Mientras se ocupaba el científico
andante en sus prolongadas predicciones científicas en medio de la calle bajo
un semáforo dificultando el paso de un sinnúmero de autos, se alzaron en la
explanada tres camiones a una velocidad permitida que se encontraban conducidos
por gallardos pero despreocupados conductores. El viejo Atómico sumergido en su
locura, tomo a los camiones por tres moléculas de Elio gigantes en estado de
plasma que se aproximaban con velocidad hacia sus instruidos ojos, invadióle
una sensación de desesperación al verse por lo pronto quemado por tres
moléculas de Elio ¿Sería posible?

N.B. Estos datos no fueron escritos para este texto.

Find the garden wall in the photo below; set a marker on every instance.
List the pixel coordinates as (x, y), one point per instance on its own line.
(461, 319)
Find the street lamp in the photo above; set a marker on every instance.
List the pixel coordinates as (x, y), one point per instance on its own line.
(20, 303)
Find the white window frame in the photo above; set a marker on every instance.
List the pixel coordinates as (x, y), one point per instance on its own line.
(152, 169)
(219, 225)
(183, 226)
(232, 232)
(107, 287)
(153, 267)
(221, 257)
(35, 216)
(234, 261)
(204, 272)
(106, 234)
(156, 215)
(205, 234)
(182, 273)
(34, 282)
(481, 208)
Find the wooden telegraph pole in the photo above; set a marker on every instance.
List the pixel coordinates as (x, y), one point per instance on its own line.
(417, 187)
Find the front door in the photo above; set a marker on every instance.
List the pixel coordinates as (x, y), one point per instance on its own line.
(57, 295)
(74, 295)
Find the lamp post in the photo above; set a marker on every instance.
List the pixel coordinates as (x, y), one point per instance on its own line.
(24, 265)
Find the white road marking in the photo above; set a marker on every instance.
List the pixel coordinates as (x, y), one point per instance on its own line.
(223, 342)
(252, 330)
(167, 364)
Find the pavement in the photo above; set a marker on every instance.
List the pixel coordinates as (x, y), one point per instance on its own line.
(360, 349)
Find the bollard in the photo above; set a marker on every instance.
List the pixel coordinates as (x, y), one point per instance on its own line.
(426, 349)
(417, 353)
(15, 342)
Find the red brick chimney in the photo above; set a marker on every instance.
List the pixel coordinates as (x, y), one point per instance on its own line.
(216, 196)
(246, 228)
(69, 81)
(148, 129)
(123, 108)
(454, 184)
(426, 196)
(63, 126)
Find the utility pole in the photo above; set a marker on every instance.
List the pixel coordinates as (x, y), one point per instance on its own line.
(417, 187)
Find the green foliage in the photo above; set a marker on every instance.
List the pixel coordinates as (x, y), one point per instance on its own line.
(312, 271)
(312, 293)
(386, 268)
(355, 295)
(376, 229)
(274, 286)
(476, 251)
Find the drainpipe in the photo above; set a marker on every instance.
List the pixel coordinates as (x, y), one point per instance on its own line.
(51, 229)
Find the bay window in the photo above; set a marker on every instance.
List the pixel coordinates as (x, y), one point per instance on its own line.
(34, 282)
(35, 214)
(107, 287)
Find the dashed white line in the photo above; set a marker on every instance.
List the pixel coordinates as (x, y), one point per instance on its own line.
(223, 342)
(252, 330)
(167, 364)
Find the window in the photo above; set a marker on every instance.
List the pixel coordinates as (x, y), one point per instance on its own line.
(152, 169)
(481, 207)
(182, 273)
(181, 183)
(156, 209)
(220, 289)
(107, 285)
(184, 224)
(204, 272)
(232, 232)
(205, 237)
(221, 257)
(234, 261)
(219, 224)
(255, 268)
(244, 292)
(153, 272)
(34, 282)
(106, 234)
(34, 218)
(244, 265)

Jamás pensaba en sus meditaciones interiores
que un docto científico como él podría llegar a parar en la muerte calcinado
por unas moléculas que la ciencia y él con ella habían descubierto, no, no
disponía del tiempo para tan prolongados pensamientos.
Pronto recobró en la memoria
(inspirado en su nerviosismo) de cuantos conocimientos había abarcado en sus
estudios y dióse cuenta de que los científicos poseen la solución a todos los
problemas de la Atmosfera; puesto que para todos ellos existe una fórmula
matemática, menos para el ataque de las moléculas de Elio en estado de plasma,
lo cual sería un agravante grande para su mala situación, pero no dejaría que
fuera su perdición. Imprimió en su ánimo una actitud valerosa e infló en su
pecho la pasión de su patria y desidióse por enfrentarse a las moléculas con
una valentía no de científico, si no de hombre. Pidió una pizarra de las que
siempre traía consigo para emergencias matemáticas a su asistente (el noble
portero) y dispúsose a realizar todo tipo de ecuaciones y cálculos matemáticos
que le llevarían; como siempre la ciencia lo hace a la solución de sus
problemas sin embargo, por mas cálculos que concluía y por más que acababa la
trabajada tinta de su gastado plumón, no encontró las ninguna solución ni
formula alguna para enfrentarse a las moléculas mutantes de Elio en estado de
plasma.
Arrojó enrabiado el viejo académico
la pizarra a la calle con todos sus cálculos y con ella se olvido de la
ciencia, se dispuso a ponerse firme en su parada para enfrentar a las
moléculas. Al cabo de un tiempo sintió un objeto pesado que le aplastaba con la
lentitud del silencio su pie izquierdo, no con el calor del plasma, si no con
la fría plancha de metal del camión que le atropellaba.